Prinsip-prinsip berlanjutan dan wawasan lingkungan untuk menjaga ketersediaan dan manfaat SDA yang ada, diakomedasi pada pasal 3 angka (1) guruf (g) UU Nomor 25 Tahun 2007 tentang Penanaman Modal. Bunyinya, penanaman modal diselenggaralan berdasarkan asas berkelanjutan. Dalam penjelasannya yang dimaksud “asas berkelanjutan” adalah asas yang secara terencana mengupayakan berjalannya proses pembangunan melalui penanaman modal untuk menjamin kesejahteraan dan kemajuan dalam segala aspek kehidupan baik untuk masa kini maupun yang akan datang.

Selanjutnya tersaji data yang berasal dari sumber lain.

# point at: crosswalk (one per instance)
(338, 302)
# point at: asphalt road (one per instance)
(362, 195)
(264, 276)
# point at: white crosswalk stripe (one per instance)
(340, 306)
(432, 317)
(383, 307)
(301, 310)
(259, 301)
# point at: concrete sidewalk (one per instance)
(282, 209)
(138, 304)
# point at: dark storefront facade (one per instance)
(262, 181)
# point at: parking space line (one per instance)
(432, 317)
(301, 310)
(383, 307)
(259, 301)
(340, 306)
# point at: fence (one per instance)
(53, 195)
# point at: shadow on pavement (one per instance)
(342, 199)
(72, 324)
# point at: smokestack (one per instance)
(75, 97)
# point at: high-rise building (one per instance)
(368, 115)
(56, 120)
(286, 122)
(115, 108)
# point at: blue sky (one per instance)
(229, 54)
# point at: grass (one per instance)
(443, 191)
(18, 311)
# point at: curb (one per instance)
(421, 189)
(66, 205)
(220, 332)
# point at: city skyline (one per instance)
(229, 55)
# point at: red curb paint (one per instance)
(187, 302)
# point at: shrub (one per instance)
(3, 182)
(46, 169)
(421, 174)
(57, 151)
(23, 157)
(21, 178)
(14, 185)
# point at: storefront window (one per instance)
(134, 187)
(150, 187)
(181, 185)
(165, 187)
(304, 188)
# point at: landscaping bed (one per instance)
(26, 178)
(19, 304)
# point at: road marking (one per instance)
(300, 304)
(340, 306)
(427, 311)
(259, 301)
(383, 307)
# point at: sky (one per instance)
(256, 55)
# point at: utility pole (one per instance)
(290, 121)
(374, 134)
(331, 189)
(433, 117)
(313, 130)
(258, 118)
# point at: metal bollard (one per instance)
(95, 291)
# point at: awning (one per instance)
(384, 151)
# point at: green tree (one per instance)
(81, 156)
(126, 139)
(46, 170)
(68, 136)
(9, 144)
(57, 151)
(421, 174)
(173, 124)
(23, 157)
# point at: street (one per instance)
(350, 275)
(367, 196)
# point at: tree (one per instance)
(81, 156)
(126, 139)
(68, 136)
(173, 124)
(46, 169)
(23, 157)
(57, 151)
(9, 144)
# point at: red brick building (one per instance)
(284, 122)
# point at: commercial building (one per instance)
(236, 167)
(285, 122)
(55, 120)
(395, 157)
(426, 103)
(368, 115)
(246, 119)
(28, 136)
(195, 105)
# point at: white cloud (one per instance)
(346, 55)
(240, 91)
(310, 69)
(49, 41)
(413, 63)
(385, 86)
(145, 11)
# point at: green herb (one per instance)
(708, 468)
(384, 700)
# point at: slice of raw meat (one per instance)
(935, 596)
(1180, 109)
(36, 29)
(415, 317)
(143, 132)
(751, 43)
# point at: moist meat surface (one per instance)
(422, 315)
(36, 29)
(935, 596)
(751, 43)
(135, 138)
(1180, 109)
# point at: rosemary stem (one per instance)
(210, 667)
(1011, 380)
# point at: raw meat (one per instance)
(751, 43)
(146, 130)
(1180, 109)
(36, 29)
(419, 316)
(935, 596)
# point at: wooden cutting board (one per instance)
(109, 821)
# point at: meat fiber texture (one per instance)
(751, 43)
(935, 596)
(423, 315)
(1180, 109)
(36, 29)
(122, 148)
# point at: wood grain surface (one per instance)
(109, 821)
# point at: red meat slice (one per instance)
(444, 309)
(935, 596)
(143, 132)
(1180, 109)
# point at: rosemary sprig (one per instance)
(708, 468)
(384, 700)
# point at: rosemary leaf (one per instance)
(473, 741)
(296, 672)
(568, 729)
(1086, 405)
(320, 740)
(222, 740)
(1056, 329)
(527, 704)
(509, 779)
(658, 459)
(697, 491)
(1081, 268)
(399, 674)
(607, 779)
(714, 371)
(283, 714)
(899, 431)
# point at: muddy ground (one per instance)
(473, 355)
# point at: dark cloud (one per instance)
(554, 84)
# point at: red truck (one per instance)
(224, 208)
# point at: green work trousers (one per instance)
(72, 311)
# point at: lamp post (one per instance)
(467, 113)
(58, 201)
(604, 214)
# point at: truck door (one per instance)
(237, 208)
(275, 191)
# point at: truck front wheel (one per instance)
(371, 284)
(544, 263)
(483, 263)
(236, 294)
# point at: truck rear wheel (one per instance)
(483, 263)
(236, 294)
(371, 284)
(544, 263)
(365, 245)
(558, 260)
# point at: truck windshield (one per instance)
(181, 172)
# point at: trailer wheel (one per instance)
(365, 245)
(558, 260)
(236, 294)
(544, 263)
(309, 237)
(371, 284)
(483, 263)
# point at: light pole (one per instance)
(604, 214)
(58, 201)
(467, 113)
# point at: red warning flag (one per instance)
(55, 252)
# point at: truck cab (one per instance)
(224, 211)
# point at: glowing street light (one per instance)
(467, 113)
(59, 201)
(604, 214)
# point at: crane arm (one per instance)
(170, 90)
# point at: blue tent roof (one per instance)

Selanjutnya penjelasan huruf (h) yang dimaksud dengan asas berwawasan lingkungan adalah asas penanaman modal yang dilakukan dengan memperhatikan dan mengutamakan perlindungan dan pemeliharaan lingkungan hidup. Dengan demikian apa yang termuat dalam UU Nomor 5 Tahun 2007, telah memberi suatu aturan yang tegas tentang prinsip-prinsip lingkungan yang baik kaitannya dengan pengelolaan SDA dan investasi.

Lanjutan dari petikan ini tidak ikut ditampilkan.